Connected to Neo4j successfully.


**Step 5 : Create Nodes and Relationships in Neo4j**
We define helper functions to load our newly community-enriched nodes and relationships into Neo4j. Each node has an id property, a label, an optional communityId, and the original entity label in Neo4j.

In [17]:
# Step 5: Create Nodes and Relationships in Neo4j

def create_nodes(tx: Session, nodes_data):
    """
    MERGE each node by its 'id'. We store 'label' and 'communityId' if present.
    'entity' is used as the node label in Neo4j (e.g., CPU, Thread).
    """
    for node in nodes_data:
        entity_label = node.get('entity', 'Generic')
        query_str = []
        query_str.append(f"MERGE (n:{entity_label} {{id: $id}})")
        query_str.append("SET n.label = $n_label")

        if "communityId" in node:
            query_str.append("SET n.communityId = $communityId")

        final_query = "\n".join(query_str)

        tx.run(
            final_query,
            id=node['id'],
            n_label=node.get('label', ''),
            communityId=node.get('communityId', None)
        )

def create_relationships(tx: Session, links_data):
    """
    MERGE each relationship. 'relationship' is used as the rel type (spaces replaced).
    'weight' property is stored if present, else default to 1.
    """
    for link in links_data:
        source = link['source']
        target = link['target']
        rel_type = link['relationship'].replace(' ', '_')
        weight = link.get('weight', 1)

        q = f"""
        MATCH (a {{id: $source}}), (b {{id: $target}})
        MERGE (a)-[r:{rel_type} {{weight: $weight}}]->(b)
        """
        tx.run(q, source=source, target=target, weight=weight)

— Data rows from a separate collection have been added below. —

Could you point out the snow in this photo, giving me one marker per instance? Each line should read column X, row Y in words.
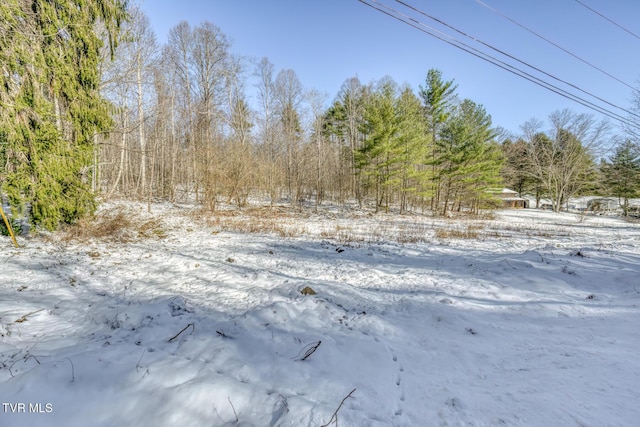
column 534, row 322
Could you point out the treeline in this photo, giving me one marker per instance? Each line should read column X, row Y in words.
column 93, row 106
column 185, row 128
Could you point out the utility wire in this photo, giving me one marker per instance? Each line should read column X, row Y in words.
column 496, row 11
column 494, row 61
column 513, row 57
column 608, row 19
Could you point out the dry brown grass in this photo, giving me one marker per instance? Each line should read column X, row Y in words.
column 471, row 232
column 113, row 225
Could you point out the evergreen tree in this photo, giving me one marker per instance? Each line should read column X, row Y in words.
column 468, row 157
column 622, row 174
column 413, row 149
column 377, row 159
column 438, row 97
column 52, row 109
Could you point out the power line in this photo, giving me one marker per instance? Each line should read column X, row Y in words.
column 496, row 11
column 417, row 24
column 514, row 58
column 608, row 19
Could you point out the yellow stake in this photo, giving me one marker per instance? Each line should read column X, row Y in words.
column 6, row 221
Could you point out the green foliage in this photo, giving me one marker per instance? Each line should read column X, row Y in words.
column 468, row 159
column 622, row 173
column 49, row 88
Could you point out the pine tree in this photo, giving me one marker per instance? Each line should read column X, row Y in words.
column 49, row 90
column 468, row 157
column 377, row 159
column 438, row 97
column 622, row 174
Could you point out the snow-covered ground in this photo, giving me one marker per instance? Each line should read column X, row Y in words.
column 531, row 320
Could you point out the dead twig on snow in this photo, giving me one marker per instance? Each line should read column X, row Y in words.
column 334, row 417
column 193, row 328
column 24, row 318
column 311, row 348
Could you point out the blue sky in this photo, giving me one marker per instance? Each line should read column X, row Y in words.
column 328, row 41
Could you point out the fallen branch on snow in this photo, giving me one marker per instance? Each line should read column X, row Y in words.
column 24, row 318
column 193, row 328
column 311, row 348
column 334, row 417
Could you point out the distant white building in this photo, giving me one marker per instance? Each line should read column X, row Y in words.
column 510, row 199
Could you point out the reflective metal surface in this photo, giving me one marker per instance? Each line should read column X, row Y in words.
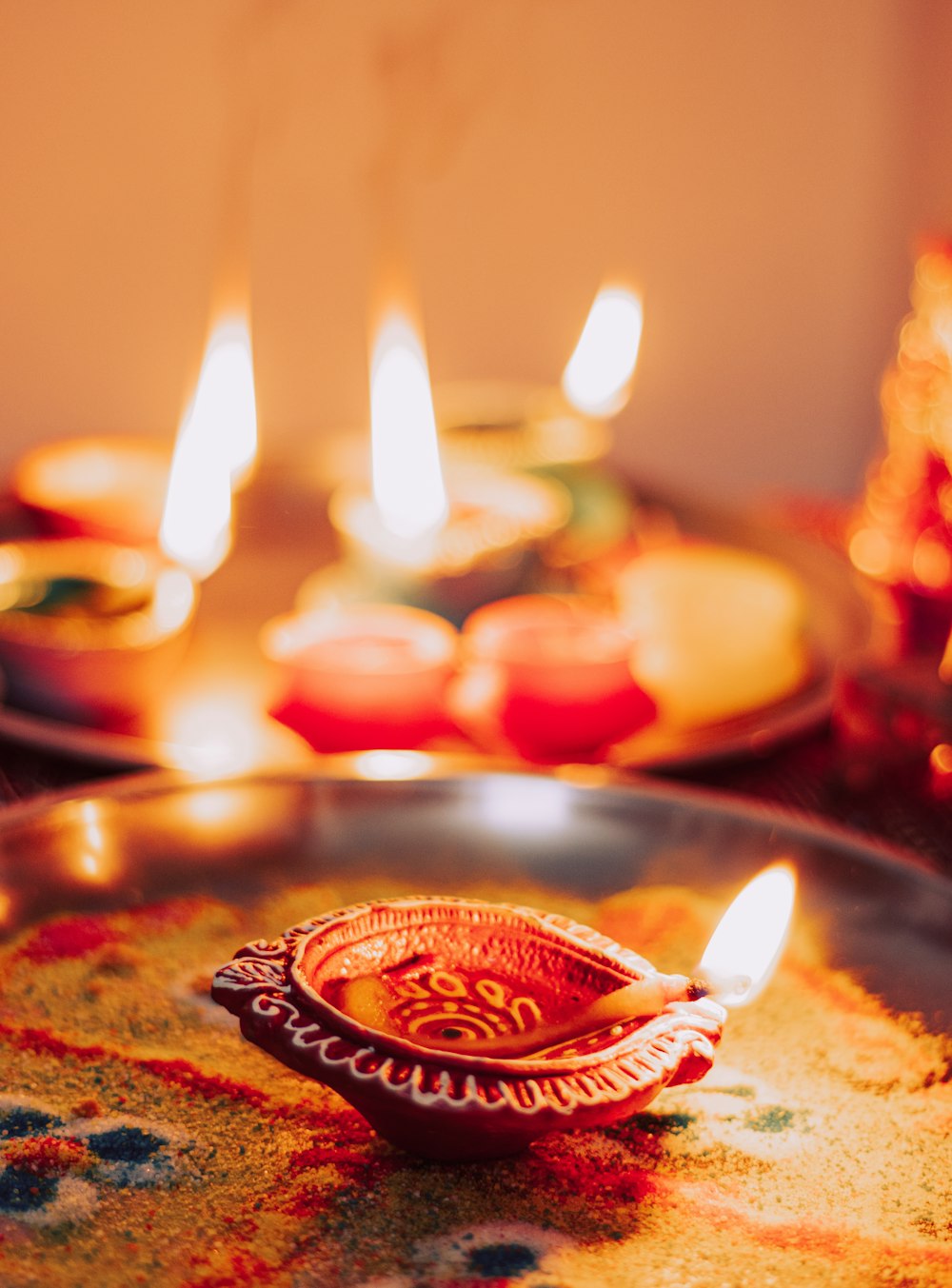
column 438, row 824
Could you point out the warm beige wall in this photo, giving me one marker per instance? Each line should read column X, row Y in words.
column 759, row 167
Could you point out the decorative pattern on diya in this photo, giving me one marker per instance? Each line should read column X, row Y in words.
column 352, row 997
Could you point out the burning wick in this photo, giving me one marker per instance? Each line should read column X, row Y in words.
column 737, row 963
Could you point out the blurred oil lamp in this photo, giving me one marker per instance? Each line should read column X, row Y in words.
column 549, row 678
column 416, row 537
column 111, row 488
column 89, row 628
column 362, row 675
column 115, row 487
column 464, row 1029
column 559, row 433
column 719, row 630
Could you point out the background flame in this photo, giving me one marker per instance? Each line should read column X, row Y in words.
column 407, row 477
column 598, row 375
column 215, row 448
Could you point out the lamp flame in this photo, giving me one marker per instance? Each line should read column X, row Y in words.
column 215, row 449
column 748, row 940
column 406, row 474
column 598, row 376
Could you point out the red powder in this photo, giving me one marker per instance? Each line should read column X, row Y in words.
column 71, row 938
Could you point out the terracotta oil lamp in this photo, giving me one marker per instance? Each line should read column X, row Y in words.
column 463, row 1029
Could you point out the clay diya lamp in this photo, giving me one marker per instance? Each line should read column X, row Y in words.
column 89, row 630
column 109, row 487
column 463, row 1029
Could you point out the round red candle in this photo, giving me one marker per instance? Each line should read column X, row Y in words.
column 362, row 675
column 550, row 677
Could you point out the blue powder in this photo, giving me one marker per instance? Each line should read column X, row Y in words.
column 22, row 1192
column 22, row 1120
column 502, row 1259
column 125, row 1145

def load_data_into_neo4j(nodes, links):
    with driver.session() as session:
        try:
            session.write_transaction(create_nodes, nodes)
            session.write_transaction(create_relationships, links)
            print("Data loaded into Neo4j successfully.")
        except ServiceUnavailable as e:
            print("Error loading data into Neo4j:", e)

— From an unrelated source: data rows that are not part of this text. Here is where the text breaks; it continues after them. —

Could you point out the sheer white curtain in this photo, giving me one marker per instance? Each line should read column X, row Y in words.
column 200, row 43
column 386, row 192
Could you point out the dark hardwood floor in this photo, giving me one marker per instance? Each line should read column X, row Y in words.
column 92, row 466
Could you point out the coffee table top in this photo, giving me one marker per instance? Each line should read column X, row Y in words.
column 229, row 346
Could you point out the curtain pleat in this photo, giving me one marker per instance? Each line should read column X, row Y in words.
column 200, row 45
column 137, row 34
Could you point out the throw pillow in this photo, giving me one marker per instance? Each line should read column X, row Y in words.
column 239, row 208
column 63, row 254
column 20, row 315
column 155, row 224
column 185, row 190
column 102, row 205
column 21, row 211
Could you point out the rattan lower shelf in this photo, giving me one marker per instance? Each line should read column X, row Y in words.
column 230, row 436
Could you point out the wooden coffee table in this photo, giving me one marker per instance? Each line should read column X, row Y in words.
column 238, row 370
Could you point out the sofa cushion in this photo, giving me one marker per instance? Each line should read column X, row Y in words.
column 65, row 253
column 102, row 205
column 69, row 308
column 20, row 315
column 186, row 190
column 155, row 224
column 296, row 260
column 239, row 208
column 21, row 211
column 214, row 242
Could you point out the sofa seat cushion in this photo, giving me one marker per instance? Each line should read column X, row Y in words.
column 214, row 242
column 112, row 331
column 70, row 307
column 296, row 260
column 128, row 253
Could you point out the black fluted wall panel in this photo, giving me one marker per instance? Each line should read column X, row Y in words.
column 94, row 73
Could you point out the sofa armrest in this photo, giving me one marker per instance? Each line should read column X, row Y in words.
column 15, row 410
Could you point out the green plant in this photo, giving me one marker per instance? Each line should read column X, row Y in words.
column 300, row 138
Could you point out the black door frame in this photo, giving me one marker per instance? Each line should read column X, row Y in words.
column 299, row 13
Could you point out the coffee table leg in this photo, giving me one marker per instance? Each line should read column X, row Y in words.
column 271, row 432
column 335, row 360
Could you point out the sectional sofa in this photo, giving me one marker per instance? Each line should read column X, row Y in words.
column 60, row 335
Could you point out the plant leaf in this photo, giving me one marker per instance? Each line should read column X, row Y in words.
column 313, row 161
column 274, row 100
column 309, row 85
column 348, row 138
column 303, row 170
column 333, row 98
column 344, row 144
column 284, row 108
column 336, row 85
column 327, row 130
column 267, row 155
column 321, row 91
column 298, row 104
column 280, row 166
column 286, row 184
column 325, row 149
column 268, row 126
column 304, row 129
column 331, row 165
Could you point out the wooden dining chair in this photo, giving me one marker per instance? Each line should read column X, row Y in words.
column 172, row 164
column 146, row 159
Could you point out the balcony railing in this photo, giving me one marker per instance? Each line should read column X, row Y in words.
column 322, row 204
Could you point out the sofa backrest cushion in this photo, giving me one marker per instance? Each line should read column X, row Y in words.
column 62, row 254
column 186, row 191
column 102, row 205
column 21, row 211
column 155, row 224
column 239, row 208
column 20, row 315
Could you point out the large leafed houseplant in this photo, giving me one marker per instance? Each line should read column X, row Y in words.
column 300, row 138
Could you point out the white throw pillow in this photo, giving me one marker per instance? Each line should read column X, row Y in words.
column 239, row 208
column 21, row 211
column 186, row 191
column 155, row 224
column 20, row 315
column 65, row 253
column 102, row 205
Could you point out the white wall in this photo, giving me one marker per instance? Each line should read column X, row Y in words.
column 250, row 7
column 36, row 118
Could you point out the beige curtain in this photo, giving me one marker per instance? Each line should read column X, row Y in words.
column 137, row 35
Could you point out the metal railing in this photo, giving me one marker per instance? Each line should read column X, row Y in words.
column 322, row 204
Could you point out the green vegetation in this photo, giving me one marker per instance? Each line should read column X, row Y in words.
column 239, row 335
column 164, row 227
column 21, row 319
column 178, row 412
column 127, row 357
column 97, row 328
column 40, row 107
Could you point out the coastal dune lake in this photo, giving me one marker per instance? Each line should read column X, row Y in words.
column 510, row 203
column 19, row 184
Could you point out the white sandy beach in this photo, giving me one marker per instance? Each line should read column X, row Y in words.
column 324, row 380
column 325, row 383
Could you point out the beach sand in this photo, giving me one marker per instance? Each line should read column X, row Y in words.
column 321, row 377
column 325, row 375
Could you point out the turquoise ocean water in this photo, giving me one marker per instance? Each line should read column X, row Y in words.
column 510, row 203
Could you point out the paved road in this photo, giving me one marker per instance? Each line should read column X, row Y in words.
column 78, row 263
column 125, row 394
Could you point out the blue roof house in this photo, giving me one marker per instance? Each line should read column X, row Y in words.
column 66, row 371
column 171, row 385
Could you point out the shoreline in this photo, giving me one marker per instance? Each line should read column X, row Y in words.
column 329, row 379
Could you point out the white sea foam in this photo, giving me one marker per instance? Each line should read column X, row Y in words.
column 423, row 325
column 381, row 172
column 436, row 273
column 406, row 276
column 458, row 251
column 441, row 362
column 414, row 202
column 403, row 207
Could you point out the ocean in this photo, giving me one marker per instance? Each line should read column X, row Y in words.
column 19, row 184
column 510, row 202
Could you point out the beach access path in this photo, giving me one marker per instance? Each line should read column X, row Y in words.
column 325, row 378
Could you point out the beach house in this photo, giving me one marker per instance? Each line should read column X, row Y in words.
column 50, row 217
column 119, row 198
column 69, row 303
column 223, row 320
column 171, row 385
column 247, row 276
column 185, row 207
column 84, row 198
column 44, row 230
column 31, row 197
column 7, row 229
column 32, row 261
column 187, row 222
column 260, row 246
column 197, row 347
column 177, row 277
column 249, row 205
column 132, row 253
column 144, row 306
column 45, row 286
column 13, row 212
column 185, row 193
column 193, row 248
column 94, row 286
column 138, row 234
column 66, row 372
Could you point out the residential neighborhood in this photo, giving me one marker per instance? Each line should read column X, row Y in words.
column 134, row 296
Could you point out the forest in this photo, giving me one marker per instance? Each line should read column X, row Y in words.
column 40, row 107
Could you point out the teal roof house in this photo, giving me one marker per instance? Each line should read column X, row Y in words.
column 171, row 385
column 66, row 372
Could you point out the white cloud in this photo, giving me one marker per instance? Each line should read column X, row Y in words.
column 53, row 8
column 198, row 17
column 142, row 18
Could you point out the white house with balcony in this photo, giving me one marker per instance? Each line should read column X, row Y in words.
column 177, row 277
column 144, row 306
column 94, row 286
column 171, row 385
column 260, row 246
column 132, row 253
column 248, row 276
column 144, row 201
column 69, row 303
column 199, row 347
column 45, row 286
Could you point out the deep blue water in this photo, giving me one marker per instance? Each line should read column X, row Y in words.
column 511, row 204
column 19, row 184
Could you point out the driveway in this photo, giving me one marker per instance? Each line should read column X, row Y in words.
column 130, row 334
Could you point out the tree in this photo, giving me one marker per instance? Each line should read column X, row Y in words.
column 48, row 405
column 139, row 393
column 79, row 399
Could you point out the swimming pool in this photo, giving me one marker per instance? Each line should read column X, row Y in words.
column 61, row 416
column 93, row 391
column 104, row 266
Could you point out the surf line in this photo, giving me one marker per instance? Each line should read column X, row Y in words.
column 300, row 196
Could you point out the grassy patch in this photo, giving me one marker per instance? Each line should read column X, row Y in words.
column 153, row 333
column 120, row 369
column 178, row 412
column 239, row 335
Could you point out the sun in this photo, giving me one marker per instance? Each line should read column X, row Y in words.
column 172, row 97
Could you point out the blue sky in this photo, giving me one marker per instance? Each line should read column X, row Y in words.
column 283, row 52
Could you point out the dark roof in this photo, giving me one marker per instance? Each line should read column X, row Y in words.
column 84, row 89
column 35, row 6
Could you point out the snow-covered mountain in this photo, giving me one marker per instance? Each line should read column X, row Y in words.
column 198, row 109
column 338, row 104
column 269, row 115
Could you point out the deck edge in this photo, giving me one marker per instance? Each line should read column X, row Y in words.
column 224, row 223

# We'll run the load in the next step.

**Step 6: Execute the Loading**
We now call the loading function, creating all nodes and relationships in your Neo4j DB.

In [18]:
# Step 6: Execute the loading
load_data_into_neo4j(nodes, links)


  session.write_transaction(create_nodes, nodes)
  session.write_transaction(create_relationships, links)

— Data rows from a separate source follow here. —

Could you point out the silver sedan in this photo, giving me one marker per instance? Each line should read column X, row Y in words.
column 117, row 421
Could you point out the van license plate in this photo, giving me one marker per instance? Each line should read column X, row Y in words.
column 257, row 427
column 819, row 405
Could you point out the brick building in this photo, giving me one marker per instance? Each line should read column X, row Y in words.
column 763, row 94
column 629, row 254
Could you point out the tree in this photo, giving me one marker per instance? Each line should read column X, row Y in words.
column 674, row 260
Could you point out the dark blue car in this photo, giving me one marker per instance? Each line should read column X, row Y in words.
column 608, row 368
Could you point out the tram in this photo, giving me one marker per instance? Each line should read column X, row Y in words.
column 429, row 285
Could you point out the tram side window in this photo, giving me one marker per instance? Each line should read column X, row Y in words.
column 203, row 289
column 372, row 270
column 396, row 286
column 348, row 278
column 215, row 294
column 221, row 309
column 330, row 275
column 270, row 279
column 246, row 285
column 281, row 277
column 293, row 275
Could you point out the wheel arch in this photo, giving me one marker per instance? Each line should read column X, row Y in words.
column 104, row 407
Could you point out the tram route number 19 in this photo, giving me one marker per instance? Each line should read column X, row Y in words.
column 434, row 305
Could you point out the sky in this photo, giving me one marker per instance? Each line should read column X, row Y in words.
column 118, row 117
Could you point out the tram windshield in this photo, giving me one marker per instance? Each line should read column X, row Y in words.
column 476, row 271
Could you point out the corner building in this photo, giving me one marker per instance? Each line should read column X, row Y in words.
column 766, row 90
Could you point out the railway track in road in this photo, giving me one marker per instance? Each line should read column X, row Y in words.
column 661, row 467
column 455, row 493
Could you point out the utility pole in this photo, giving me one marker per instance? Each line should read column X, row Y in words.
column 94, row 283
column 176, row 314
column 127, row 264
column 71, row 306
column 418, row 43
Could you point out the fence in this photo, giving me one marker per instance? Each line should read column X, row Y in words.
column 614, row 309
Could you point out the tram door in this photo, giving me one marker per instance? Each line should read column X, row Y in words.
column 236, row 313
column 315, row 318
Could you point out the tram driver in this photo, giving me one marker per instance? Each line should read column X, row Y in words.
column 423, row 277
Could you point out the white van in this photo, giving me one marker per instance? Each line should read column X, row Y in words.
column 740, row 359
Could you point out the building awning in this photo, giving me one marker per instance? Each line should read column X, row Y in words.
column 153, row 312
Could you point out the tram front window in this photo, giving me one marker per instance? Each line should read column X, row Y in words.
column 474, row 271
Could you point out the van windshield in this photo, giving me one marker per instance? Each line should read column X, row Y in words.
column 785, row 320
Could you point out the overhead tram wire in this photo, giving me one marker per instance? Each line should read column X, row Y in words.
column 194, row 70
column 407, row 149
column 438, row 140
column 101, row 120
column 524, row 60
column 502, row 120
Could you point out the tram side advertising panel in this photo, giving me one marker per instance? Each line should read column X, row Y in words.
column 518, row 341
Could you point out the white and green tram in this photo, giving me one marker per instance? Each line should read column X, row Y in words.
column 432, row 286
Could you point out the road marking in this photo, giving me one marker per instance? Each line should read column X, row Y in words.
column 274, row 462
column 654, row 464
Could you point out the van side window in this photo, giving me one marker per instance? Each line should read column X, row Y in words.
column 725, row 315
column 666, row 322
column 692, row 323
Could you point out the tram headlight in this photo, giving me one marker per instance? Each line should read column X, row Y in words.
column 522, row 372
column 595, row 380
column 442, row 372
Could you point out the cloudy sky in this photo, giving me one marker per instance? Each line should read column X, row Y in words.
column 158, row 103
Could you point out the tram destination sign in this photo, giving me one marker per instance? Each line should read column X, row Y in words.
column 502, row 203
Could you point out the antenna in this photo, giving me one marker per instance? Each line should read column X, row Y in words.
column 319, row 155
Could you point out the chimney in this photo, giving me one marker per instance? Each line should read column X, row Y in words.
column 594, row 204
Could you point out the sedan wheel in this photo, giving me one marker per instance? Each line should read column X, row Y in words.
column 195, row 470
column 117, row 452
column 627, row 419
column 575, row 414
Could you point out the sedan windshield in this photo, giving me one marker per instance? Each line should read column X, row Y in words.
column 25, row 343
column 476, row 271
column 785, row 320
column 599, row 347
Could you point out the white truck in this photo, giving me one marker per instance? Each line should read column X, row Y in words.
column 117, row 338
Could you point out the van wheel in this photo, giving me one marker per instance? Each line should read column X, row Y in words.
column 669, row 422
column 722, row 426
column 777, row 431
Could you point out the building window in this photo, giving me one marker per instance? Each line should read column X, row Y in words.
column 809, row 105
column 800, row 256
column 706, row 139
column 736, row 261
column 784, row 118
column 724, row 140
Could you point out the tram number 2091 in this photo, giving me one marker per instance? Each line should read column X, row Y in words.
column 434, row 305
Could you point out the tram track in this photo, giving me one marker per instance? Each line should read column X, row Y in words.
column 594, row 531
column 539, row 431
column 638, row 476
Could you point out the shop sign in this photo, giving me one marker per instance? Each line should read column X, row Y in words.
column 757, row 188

Data loaded into Neo4j successfully.


**Step 7: Retrieve Node/Relationship Schema (Optional)**"We can introspect the database to see what node labels and relationship types exist, along with their properties. This can feed into GPT-based query generation as context.

In [4]:
# Step 7: Retrieve Node/Relationship Schema

def rec_to_type(val):
    if isinstance(val, int):
        return {"type": "Integer", "example_value": str(val)}
    elif isinstance(val, float):
        return {"type": "Float", "example_value": str(val)}
    elif isinstance(val, bool):
        return {"type": "Boolean", "example_value": str(val)}
    elif isinstance(val, list):
        return {"type": "List", "example_value": str(val)}
    else:
        return {"type": "String", "example_value": str(val)}

def get_node_labels_and_properties():
    with driver.session() as session:
        labels_res = session.run("CALL db.labels()")
        labels = [r['label'] for r in labels_res]
        label_props = {}
        for lab in labels:
            q = f"""
            MATCH (n:`{lab}`)
            UNWIND keys(n) AS k
            WITH k, head(collect(n[k])) AS val
            RETURN DISTINCT k, val
            """
            props_res = session.run(q)
            props_dict = {}
            for rec in props_res:
                k = rec['k']
                v = rec['val']
                props_dict[k] = rec_to_type(v)
            label_props[lab] = props_dict
    return label_props

def get_relationship_types_and_properties():
    with driver.session() as session:
        rel_types_res = session.run("CALL db.relationshipTypes()")
        rel_types = [r['relationshipType'] for r in rel_types_res]
        info = {}
        for rt in rel_types:
            # Gather props
            pquery = f"""
            MATCH ()-[r:`{rt}`]->()
            UNWIND keys(r) AS k
            WITH k, head(collect(r[k])) AS val
            RETURN DISTINCT k, val
            """
            p_res = session.run(pquery)
            props = {}
            for rec in p_res:
                k = rec['k']
                v = rec['val']
                props[k] = rec_to_type(v)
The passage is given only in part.